A Florida resident has alleged in a putative class action that Kraft Foods and Hormel Foods deceive the public by selling their prepackaged retail sandwich meat products in a way that suggests they contain far less fat than they actually do. Kuenzig v. Kraft Foods, Inc., No. 11-00838 (U.S. Dist. Ct., M.D. Fla., Tampa Div., filed April 18, 2011).
The companies allegedly state on their product labels that the sliced ham, turkey and other deli-style meats are 95, 96, 97, or 98 percent fat-free and juxtapose this information with a calorie count per serving. According to the plaintiff, this leads consumers to believe that of the 50 calories in a serving, for example, less than 5 percent comes from fat. Because the products could actually derive one-half of their calories from fat, the plaintiff contends that health-conscious consumers “will continue to be surprised to learn that Products they’ve purchased—and perhaps have repurchased for years—are about ten times the amounts of fat claimed.”
Seeking to certify a nationwide class of consumers who purchased these products since April 2006, the plaintiff alleges breach of express warranty, breach of the Uniform Commercial Code, violation of state unfair or deceptive practices laws, fraudulent and intentional misrepresentation, negligent misrepresentation, unjust enrichment, quantum meruit, false pretenses and fraudulent conversion, trespass to chattels, and replevin.
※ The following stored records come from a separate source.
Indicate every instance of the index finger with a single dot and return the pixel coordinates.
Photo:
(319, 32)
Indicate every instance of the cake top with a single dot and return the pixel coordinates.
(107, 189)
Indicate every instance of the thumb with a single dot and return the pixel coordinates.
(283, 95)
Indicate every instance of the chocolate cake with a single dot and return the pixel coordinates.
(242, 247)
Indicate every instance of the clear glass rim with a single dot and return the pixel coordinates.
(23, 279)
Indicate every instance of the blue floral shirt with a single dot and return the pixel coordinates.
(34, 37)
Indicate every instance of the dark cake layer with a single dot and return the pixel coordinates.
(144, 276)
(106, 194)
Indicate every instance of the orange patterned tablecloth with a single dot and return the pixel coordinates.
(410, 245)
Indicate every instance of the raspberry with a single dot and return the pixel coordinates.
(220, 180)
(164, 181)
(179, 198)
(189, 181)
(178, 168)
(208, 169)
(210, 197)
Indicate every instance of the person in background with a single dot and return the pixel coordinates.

He seeks an injunction to stop the defendants “from continuing to misrepresent the true fat content of their Products, and requiring them to state the percentage of fat by calories”; exemplary, treble or punitive damages; attorney’s fees; and costs.
A Kraft spokesperson reportedly called the lawsuit “unfounded. We stand behind the statements on our labels, which are true and clear. What’s more, these labels are regulated and approved by the USDA prior to use.” See WCSC TV, April 19, 2011.